Co-authored-by: Paul Donahue <[email protected]>
Signed-off-by: Aote Jin <[email protected]>

appendix.adoc

@@ -7,7 +7,7 @@ This chapter explains the theory of operation for the External Debug Security Ex
 
 As outlined in the specification, the dedicated debug security policy for a hart is enforced by platform state `nsecdbg`, hart's state `mdbgen`, and the `sdedbgalw` field inside the `msdcfg` CSR. Both the `nsecdbg` and `mdbgen` states can be accommodated in MMIO outside the harts, such as in the Debug Module registers, or implemented as fuses.  
 
-The security control logic validates all debug requests and triggers (with action=1) firing/matching based on `nsecdbg`, `mdbgen`, `sdedbgalw` against the privilege level of the hart.

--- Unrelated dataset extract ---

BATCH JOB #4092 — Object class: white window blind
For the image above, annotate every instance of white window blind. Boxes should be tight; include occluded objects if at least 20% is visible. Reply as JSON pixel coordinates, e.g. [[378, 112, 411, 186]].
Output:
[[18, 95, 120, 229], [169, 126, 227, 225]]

Debug requests that fail validation will either be dropped or kept pending. Additionally, the platform-specific external trigger inputs must obey to platform constraints, which must be carefully handled by platform implementation. 
+The security control logic validates all debug requests and triggers (with action=1) firing/matching based on `nsecdbg`, `mdbgen`, and `sdedbgalw` against the privilege level of the hart. Debug requests that fail validation will either be dropped or kept pending. Additionally, the platform-specific external trigger inputs must obey platform constraints, which must be carefully handled by the platform implementation. 
 
 When `nsecdbg` is set to 0, the validation process involves two actors, which may lead to a potential Time-of-Check Time-of-Use (TOCTOU) issue. To mitigate this, the implementation must ensure that both the validation and execution of debug requests occur under the same privilege level and the same debug security policy. Failing to do so may allow debug requests to bypass security controls.